Hi,
I’m having 2 similar issues that I think are linked. One of them is blocking me. Here is all the background on my setup.
Context
I recently installed a brand new fresh OpenBalena 3.6.0
on a Digitalocean Droplet using Ubuntu 22.04
.
I’m in the process of testing everything before migrating my fleet to this new OpenBalena.
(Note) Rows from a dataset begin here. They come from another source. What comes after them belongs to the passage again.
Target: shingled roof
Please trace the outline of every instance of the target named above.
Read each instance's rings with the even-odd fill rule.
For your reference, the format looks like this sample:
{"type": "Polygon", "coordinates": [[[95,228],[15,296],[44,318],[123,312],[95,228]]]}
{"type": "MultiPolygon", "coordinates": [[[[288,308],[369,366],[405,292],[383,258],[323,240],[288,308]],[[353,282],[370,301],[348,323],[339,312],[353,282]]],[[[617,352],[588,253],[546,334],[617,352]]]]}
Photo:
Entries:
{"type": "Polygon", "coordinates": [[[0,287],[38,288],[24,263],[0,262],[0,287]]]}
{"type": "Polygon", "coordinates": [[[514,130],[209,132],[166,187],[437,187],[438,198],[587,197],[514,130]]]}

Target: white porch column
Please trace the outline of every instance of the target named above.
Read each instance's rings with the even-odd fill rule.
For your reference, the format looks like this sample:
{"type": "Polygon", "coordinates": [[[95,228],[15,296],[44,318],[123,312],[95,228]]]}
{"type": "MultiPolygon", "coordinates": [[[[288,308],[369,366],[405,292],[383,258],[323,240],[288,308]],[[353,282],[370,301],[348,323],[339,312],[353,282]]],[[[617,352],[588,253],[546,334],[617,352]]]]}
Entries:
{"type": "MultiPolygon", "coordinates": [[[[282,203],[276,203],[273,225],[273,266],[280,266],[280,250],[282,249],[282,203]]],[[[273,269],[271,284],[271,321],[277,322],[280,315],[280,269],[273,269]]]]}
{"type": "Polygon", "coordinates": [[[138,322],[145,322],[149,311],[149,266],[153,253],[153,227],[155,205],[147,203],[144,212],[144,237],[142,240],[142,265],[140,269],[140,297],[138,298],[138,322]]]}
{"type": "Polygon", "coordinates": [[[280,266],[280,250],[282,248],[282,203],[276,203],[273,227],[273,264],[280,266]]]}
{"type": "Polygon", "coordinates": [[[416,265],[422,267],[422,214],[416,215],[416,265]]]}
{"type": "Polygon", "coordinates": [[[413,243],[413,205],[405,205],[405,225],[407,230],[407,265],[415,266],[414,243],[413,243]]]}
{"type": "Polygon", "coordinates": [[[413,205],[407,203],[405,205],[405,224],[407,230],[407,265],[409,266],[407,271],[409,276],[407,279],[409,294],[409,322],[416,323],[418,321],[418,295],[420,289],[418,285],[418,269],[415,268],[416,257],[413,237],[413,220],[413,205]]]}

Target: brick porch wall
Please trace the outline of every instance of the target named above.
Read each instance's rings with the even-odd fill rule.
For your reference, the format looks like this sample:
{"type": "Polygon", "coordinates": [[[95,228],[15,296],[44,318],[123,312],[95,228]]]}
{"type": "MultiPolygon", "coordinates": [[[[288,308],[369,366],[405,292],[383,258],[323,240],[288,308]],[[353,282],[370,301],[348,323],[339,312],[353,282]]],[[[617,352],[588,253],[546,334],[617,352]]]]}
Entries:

My fleet currently is managed by an old OpenBalena 1.3.0
, which is running on a separate Droplet on Ubuntu 18.04
.
With the new OpenBalena, I am using balena-cli 13.6.1
.
With the old OpenBalena, I used to run balena-cli 11.31.26
.
With the new OpenBalena, I am using BalenaOS versions such as 2.94.4 2.83.21+rev1
With the old OpenBalena, I was using BalenaOS version such as 2.32.0+rev1 2.46.1+rev1 2.48.0+rev1
With the new OpenBalena, I use the following base image in Dockerfile.template:
FROM balenalib/%%BALENA_MACHINE_NAME%%-debian-node:14-bullseye-run
With the old OpenBalena, I used the following base image in Dockerfile.template:
FROM balenalib/%%BALENA_MACHINE_NAME%%-node:14-buster-run
I am using Raspberry Pi Zero W (raspberry-pi
/ armv6hf
) as well as Raspberry Pi Zero 2 W (raspberrypi0-2w-64
/ aarch64
).
As you may see, the Raspberry Pi Zero 2 W cannot run on my old Infrastructure, because it’s minimal BalenaOS version is above the maximal BalenaOS of my old OpenBalena instance.
This is the entire reason for upgrading. Being able to use both the old Raspberry Pi, and the new.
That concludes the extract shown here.